Cathy peered over the album at me, her head at an angle and a question in her eyes.
“Eileen wasn’t the only twin who thought Lucas hung the moon,” she said, pointedly.
When I didn’t respond to her baited statement, she held the album up. “Look at this picture.”
I did. “Okay. So?”
“You’re the only one not staring at the camera. All your attention is focused on Lucas, like you can’t take your eyes off him.”
“In these pictures, too,” Colleen said, flipping through Cathy’s wedding and graduation album. “There isn’t one time you’re not staring at him.”
I’d never noticed it before, but they were right.
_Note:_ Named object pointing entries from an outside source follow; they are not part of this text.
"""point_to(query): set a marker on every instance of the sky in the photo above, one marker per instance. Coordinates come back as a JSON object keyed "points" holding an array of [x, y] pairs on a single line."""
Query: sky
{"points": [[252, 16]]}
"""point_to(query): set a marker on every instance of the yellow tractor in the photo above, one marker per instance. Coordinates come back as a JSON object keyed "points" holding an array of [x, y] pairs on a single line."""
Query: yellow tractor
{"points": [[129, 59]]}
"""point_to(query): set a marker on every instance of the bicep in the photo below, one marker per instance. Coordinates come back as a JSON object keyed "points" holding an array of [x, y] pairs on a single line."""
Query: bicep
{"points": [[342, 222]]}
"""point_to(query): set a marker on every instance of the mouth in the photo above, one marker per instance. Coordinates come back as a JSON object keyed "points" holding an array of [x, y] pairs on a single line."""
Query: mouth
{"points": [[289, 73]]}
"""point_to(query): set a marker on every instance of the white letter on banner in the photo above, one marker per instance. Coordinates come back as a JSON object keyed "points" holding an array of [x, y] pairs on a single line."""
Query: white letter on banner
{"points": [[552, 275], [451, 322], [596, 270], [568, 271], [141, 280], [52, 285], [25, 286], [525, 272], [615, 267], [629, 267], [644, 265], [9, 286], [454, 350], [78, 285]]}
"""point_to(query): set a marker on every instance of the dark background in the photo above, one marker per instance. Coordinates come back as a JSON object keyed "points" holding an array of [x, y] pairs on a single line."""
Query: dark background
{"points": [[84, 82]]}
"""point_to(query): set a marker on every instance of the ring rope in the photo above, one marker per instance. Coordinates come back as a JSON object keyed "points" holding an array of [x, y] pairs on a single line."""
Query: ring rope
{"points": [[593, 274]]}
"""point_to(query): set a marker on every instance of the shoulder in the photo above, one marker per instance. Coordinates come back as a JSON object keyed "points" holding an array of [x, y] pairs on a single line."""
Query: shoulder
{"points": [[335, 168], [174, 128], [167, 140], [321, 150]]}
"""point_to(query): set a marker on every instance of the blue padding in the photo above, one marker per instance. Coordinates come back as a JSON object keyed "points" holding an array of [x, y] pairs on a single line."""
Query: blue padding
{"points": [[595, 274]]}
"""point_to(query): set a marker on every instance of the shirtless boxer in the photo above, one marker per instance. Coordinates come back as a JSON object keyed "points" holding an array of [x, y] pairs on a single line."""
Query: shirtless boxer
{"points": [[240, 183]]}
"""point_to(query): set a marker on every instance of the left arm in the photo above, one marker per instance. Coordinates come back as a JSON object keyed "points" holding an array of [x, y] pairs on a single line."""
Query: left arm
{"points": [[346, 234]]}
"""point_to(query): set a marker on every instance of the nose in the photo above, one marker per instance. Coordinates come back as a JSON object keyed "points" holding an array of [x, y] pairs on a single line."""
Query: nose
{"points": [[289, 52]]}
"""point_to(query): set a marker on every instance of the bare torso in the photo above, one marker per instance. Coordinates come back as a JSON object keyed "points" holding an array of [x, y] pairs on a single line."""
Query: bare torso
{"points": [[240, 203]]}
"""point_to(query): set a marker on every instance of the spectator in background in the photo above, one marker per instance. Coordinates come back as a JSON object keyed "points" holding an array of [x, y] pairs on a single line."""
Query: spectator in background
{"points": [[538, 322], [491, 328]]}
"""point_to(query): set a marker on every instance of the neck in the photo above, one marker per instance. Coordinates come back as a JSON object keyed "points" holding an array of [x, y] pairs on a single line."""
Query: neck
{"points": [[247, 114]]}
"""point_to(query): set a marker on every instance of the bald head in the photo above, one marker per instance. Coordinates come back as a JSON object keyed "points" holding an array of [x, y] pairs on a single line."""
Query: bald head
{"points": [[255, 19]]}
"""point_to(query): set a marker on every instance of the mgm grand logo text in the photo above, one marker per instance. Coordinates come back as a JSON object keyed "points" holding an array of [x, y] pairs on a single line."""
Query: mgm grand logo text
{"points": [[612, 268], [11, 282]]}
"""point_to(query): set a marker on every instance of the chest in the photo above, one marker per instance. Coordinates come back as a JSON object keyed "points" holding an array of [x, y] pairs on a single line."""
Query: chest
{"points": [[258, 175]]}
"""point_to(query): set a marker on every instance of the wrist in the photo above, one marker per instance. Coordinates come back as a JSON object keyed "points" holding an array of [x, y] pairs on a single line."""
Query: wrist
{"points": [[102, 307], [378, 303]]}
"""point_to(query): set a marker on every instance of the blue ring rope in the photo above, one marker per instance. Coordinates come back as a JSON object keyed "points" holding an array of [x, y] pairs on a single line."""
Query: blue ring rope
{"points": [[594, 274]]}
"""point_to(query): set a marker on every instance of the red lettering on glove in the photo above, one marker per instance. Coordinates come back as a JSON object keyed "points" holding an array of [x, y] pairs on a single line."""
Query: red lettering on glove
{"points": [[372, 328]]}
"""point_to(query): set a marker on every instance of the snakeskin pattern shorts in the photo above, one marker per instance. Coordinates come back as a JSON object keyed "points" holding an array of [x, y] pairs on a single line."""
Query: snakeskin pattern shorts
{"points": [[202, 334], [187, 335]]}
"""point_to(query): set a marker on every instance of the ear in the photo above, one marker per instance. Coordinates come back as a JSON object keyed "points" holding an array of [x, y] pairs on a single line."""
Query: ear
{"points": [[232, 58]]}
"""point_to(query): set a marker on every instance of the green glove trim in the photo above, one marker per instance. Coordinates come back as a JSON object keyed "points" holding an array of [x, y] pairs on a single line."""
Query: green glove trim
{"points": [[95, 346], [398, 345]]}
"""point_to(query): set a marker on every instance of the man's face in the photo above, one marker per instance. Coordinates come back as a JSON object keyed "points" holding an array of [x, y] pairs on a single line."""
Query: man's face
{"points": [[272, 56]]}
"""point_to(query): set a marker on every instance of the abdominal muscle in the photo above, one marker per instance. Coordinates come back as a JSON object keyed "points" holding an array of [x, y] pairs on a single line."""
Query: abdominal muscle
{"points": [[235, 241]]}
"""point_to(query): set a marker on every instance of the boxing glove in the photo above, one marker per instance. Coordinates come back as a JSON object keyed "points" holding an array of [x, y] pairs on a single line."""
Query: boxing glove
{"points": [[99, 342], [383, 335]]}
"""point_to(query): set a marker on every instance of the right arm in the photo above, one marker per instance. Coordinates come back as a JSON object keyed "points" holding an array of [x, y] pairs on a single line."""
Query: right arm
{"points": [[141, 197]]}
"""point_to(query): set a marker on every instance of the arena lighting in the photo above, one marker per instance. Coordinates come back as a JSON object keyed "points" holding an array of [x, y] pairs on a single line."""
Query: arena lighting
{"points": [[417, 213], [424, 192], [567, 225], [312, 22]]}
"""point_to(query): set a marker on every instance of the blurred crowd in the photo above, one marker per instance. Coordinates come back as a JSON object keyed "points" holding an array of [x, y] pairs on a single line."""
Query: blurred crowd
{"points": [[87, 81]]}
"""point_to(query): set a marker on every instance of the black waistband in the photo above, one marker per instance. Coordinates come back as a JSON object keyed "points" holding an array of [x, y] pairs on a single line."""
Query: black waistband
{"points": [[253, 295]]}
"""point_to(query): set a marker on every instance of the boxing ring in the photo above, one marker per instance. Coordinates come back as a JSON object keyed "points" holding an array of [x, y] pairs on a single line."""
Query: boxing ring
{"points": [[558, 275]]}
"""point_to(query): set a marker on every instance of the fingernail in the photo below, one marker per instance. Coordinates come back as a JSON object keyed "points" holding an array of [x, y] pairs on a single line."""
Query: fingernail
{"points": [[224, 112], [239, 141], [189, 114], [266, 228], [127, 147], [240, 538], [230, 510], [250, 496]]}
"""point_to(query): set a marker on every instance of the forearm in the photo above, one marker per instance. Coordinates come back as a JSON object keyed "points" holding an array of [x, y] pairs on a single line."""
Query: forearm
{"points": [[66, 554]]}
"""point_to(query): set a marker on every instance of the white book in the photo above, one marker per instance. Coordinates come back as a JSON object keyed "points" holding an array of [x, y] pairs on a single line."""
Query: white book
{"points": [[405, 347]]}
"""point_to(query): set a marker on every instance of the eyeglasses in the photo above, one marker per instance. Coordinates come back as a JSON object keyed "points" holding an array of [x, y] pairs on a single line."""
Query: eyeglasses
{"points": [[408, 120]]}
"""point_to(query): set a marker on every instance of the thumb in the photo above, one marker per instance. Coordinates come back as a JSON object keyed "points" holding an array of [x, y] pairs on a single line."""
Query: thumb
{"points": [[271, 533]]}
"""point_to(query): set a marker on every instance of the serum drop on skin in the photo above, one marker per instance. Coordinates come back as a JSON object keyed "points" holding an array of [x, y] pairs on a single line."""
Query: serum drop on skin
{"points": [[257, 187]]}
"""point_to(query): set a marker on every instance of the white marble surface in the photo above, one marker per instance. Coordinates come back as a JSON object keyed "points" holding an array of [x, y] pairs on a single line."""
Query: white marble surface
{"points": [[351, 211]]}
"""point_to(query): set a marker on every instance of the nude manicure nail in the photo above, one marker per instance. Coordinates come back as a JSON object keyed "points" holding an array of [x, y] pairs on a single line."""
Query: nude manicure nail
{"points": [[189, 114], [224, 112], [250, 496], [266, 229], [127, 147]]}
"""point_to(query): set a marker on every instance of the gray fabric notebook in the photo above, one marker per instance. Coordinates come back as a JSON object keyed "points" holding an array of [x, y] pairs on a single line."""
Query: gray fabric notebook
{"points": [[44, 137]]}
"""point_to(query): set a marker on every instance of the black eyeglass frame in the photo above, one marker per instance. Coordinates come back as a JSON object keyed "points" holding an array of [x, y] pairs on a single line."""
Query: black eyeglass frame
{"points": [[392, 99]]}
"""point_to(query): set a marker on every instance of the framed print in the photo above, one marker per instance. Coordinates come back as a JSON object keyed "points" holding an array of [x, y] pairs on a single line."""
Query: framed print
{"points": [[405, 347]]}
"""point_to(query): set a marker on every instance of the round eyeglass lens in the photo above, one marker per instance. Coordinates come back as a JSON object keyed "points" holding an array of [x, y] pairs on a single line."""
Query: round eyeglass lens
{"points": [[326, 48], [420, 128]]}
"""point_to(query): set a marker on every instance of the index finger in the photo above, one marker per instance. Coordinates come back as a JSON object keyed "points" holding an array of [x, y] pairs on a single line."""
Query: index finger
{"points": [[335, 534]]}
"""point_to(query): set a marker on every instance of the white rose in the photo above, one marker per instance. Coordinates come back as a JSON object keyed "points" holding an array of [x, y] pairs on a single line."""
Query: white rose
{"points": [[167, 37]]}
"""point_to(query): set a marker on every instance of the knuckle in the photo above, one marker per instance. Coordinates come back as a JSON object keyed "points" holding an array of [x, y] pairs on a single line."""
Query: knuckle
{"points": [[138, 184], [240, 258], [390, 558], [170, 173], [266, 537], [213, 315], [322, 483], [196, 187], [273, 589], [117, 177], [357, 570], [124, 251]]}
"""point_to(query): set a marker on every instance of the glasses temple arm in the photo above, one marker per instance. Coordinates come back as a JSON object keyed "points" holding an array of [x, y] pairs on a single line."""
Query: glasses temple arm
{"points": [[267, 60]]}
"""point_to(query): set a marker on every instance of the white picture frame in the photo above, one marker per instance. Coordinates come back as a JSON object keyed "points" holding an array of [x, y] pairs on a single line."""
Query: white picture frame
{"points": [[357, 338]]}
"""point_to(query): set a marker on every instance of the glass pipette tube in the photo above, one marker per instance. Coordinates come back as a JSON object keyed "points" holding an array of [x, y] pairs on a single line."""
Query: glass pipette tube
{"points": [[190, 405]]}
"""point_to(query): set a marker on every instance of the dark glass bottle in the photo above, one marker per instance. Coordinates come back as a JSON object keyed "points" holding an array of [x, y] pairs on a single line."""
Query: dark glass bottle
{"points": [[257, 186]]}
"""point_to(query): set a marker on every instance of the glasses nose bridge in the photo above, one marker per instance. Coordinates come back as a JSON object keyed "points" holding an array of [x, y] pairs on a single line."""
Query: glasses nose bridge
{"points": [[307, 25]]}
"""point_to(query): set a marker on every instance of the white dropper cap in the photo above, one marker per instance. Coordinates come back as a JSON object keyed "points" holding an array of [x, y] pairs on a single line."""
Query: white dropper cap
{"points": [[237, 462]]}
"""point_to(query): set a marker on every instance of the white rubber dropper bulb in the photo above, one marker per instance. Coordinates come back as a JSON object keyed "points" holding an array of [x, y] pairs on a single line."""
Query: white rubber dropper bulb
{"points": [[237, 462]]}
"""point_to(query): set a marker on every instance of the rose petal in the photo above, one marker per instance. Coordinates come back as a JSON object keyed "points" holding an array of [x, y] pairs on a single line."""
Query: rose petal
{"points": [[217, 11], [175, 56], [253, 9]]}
We’d had hundreds of pictures taken over the years before camera phones became a thing, and in almost every one where Lucas was present while I was, I was looking at him.
“And now he looks at you whenever you’re in a room together,” Cathy said with a smug smirk gliding across her mouth.
I rolled my eyes and took a sip from my teacup.
“She’s not wrong,” Colleen added.
I shrugged and flipped through the album in my hands.
“I find it interesting she isn’t arguing with us on this,” Cathy said to Colleen.
“Hmm. Makes you wonder why not.”
“Oh, I know why she isn’t. You do, too. I just wonder if she realizes we know.”
I tossed the album down onto the cocktail table and stared at both of them. “You know, that crap didn’t work when I was a kid. It certainly isn’t going to now.”